A Changing Landscape & The Female eye

Group Show at VAN DER PLAS Gallery, New York- March 2nd-8th, 2020.

These paintings are a figurative reflection of my embrace of the headscarf as a religious and personal moral obligation; a manifestation of living in a world with a rapidly changing cultural landscape, yet one where ingenuity and otherness is often viewed with wariness. I am exploring traditions that actively exclude minority women from occupying spaces of political and economic power, and the ways women are choosing to break those barriers by creating and flourishing in their own spaces or taking a stand in otherwise innately hostile environments.

Painted in warm earth tones, they reflect the clay that is moulded to produce beautiful works of pottery in one of the oldest indigenous industries in my home town, Ilorin, Nigeria. The traditional pottery sites are managed solely by women, with skills passed down from one generation to the next. Many days, I watch the clay pass through burning embers, delicately handled to prevent cracks, then dyed with the reddish hue of boiled sorghum stems and sheath leaves, reminiscent of how fiery yet delicate taking space can be for women.

I am—like many women in my city—on a journey navigating what it means to be a woman in this changing cultural landscape where more women now hold political office, now speak boldly of their life choices, from the mundane to the weighty. I am enthralled by the ways our lives connect to community, work, and family at the intersection between identity, culture and representation. My art is not only a representational tool—it is a healing outlet empowering women to push the boundaries of traditionalism and experience growth.

Beyond immediate community, there is the wider world and its wariness at our otherness. Through the marks in these works, which are reminiscent of scarifications, I seek to affirm that we are a product of our experiences and shared encounters, and the opinions of a world that seeks to speak for and about us—without hearing us—can sometimes etch in our minds like imprinted marks.

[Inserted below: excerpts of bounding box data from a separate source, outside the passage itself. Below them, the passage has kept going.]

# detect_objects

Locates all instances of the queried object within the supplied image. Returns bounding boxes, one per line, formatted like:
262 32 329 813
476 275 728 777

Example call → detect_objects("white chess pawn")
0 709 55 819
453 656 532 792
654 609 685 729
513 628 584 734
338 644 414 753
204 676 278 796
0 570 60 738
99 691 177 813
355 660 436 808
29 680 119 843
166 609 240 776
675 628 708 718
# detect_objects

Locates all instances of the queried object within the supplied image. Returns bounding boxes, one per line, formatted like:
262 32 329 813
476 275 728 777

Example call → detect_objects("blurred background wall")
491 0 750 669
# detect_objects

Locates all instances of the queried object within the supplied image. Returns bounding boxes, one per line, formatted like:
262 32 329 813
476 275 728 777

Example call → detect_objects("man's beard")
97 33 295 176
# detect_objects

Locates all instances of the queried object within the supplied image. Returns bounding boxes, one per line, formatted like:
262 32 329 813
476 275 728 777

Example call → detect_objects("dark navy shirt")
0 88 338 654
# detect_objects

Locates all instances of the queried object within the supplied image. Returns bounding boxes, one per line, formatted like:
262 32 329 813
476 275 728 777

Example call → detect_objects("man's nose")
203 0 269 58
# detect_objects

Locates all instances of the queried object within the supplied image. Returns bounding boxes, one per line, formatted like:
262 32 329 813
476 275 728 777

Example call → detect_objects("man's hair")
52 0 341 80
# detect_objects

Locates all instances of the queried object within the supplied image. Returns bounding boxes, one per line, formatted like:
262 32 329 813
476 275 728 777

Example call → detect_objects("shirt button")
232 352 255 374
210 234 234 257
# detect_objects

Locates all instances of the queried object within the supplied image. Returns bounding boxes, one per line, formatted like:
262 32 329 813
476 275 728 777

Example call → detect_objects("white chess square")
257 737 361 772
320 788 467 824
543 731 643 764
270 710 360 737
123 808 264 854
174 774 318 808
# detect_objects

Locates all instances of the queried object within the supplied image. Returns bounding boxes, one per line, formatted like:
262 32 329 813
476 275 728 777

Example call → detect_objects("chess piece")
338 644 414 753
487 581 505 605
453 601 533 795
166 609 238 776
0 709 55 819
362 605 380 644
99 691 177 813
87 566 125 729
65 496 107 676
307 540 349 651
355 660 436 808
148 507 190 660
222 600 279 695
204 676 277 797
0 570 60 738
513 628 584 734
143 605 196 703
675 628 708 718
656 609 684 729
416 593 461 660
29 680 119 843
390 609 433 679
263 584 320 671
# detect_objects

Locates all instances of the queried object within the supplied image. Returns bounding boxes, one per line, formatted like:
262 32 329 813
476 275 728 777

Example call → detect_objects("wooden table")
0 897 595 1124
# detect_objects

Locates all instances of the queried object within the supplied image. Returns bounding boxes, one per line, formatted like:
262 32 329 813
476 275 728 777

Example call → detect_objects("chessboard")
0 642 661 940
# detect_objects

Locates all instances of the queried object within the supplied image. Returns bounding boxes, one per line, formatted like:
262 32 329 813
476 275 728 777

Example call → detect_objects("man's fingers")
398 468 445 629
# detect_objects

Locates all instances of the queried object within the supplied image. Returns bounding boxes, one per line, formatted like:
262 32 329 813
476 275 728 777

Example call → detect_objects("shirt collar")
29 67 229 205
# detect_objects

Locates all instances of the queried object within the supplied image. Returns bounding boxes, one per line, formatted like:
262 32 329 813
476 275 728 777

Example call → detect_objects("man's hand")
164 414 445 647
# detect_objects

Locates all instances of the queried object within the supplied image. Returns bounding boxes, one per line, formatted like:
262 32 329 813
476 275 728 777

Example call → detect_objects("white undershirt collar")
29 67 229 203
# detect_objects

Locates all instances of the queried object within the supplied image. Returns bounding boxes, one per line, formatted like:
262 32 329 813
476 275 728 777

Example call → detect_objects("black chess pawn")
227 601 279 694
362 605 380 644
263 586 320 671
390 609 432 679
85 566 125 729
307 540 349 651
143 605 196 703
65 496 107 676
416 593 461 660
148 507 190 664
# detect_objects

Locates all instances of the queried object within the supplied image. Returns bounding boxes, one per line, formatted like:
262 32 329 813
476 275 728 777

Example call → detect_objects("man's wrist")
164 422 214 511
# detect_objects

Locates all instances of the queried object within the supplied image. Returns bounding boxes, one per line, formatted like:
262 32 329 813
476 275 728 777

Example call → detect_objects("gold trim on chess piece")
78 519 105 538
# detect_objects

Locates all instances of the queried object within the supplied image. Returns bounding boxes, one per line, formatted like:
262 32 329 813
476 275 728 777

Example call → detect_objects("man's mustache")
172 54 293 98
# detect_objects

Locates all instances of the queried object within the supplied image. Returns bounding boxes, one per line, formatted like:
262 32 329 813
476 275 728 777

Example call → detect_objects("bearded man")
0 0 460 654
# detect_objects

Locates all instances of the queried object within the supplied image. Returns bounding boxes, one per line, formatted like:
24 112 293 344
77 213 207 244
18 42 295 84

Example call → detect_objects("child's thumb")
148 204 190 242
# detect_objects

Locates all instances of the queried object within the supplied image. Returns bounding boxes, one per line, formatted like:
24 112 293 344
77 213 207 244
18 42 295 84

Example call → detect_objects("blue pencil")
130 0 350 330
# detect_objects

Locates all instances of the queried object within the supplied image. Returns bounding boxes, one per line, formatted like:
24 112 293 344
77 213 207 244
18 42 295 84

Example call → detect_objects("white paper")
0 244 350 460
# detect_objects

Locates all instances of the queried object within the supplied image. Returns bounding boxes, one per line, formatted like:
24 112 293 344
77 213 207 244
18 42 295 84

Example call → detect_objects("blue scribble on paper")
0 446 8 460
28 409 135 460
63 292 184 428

Oppression happens to our bodies as much as our minds so we must become assimilated in acceptance and love of self, to live in choice and fully embrace our femininity and sexuality. Whether that choice is to bare or cover. The discoveries of that intersection flow through these paintings and is rooted in our collective stories; mine and yours so that we may come together as a community of women in conversation and collaboration.